CambridgeMolecularEngineering / chemdataextractor2

ChemDataExtractor Version 2.0
Other
121 stars 28 forks source link

Missing keywords under doc.elements in newest version 2.2.1 #44

Closed ViktorWeissenborn closed 8 months ago

ViktorWeissenborn commented 11 months ago

Hello (:

I gave the new version a brief try by using doc.elements on the following elsevier publication:

https://doi.org/10.1016/j.chemosphere.2014.05.068

In the direct comparison of version 2.1.2 and 2.2.1 the newest version seems to perform a cleaner text extraction, but in my given example it did not extract "Keywords" as Heading object and the corresponding keywords as Paragraph objects. Being able to extract the keywords from the document was kind of useful.

I am not sure if this is a Bug or if this is intended.

Below is a part with the outputs of doc.elements of both versions in comparison:

Version 2.1.2:

... Paragraph(id='tm005', references=[], text='QSAR models for ...), Paragraph(id='ms005', references=[], text='Handling Editor: I. Cousins'), Paragraph(id='sp0010', references=[], text='Although some researches ...')

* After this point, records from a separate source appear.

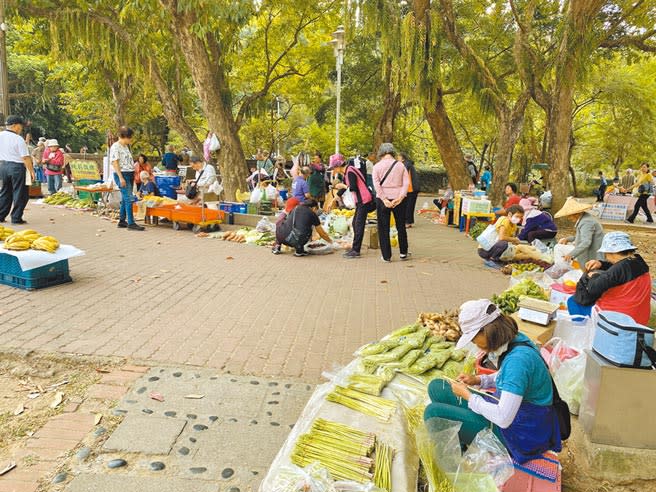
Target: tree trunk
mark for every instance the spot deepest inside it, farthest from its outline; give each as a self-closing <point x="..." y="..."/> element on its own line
<point x="213" y="91"/>
<point x="384" y="131"/>
<point x="510" y="124"/>
<point x="447" y="144"/>
<point x="173" y="112"/>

Heading(id='st050', references=[], text='Keywords'), <-- "KEYWORDS" IN HEADING OBJECT Paragraph(id='k0005', references=[], text='Ozonation process'), <-- KEYWORD IN PARAGRAPH OBJECT Paragraph(id='k0010', references=[], text='Organic pollutants'), Paragraph(id='k0015', references=[], text='QSAR'), Paragraph(id='k0020', references=[], text='Fukui indices'), Paragraph(id='k0025', references=[], text='Quantum chemistry'), Paragraph(id='k0030', references=[], text='Reaction pathway'), Paragraph(id='s0005', references=[], text='1'),

Heading(id='st005', references=[], text='Introduction'), Paragraph(id='p0005', references=['De Witte et al., 2010; Krasner et al., 2013', 'Ning and Graham, 2008; Tachibana et al., 2011'], text='With the development of modern industry, a variety ...'), ...

Version 2.2.1:

Paragraph(id='tm005', references=[], text='QSAR models for ...'), Paragraph(id='ms005', references=[], text='Handling Editor: I. Cousins'), Paragraph(id='sp0010', references=[], text='Although some researches ...'), <-- MISSING KEYWORDS Heading(id='st005', references=[], text='Introduction'), Paragraph(id='p0005', references=[], text='With the development of modern industry, a variety ...'),

Dingyun-Huang commented 10 months ago

Hi Viktor,

The behaviour change is probably because we ignore CSS tags of "ce|keywords" in the v2.2.1 in the script /chemdataextractor/reader/elsevier.ElsevierXmlReader.ignore_css. I will double check with the team if this is intended and what is the reason.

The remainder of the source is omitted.